Perdue à six heures de route d’une vraie ville, au bout du Québec, ­Fatale-Station a tout de même été repérée sur la carte par la Compagnie des chemins de fer, il y a bien longtemps, et dispose donc d’une gare. D’où ce toponyme se terminant par « station » – courant au Québec – qui donne son titre à la série.

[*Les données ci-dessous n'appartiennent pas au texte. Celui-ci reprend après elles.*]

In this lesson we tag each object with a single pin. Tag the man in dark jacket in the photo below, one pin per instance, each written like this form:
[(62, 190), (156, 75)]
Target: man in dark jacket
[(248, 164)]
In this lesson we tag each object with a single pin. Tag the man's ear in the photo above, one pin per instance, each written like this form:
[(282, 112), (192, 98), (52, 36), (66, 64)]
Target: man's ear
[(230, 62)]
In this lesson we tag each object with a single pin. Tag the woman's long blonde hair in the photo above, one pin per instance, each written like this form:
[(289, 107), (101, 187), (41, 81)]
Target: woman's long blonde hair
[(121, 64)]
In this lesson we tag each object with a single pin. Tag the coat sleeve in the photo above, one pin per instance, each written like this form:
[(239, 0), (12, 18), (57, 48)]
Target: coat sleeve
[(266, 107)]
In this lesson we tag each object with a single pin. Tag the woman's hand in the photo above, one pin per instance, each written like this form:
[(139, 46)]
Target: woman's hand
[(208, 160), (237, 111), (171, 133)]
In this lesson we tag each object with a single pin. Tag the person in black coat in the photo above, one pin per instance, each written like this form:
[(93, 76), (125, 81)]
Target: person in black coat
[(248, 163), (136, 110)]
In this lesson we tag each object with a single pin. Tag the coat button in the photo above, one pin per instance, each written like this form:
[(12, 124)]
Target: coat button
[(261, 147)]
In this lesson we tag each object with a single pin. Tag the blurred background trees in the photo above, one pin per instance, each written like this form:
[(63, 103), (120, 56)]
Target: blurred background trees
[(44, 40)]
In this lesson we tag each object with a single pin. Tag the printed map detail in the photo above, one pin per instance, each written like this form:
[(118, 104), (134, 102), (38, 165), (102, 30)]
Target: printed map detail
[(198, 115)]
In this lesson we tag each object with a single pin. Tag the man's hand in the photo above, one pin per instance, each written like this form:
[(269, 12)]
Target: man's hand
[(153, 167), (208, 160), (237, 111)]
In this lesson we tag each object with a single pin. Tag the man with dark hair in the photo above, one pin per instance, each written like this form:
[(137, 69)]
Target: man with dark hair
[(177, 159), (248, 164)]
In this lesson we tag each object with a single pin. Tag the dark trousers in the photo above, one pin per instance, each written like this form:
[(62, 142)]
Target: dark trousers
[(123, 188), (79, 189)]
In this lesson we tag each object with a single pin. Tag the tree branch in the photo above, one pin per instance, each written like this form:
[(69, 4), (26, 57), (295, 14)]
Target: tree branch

C’est là que débarque une femme prête à s’y installer « pour de vrai ». Mais pourquoi diable venir s’enterrer vivante dans un tel trou ? Quand on a une tête et un corps sains, « ça n’a fucking pas de bon sens ! », se dit-on à l’envi dans le patelin – où personne ne semble avoir eu le loisir de choisir son lieu de vie. Que peut-on fuir de si terrible qu’on en soit réduit à s’échouer à Fatale-Station, où chacun vit emmuré par le regard des autres et rabougri par le manque de rêves ? Avec des désirs cuisant à feu si doux qu’ils peuvent passer inaperçus, mais recuits depuis si longtemps qu’ils pourraient déborder à tout moment.

Fatale-Station (1/10) - bande-annonce - ARTE
Durée : 00:31

Chacun, donc, à Fatale-Station, vit comme à l’étouffée. A commencer par Eddy, le patron du tout petit bar-restaurant Beijin Palace, qui « a le goût » de lire de la poésie, mais dont le cœur s’est congelé un quart de siècle plus tôt ; ou à l’image de Carolane, la coiffeuse, transie de honte et de colère ­souterraine après « les troubles » causés par un mari désormais en prison. Il en va d’ailleurs de même pour le maire, François, fatigué de se battre contre les moulins à vent de l’administration fédérale et de faire face à sa femme entrée en ­catatonie.

D’une certaine façon, malgré les apparences, cela vaut aussi pour la matriarche du coin, Jean O’Gallagher – que ses fils appellent « daddy » –, celle qui possède les trois quarts des business et maintient Fatale-Station sous sa férule pour que la bourgade ne tombe pas en état de coma ; celle, aussi, qui fera tout pour qu’aucun nouvel habitant ne vienne perturber le jeu précaire de contrôle et de subordination qu’elle a institué pour diriger toute la région en sous-main.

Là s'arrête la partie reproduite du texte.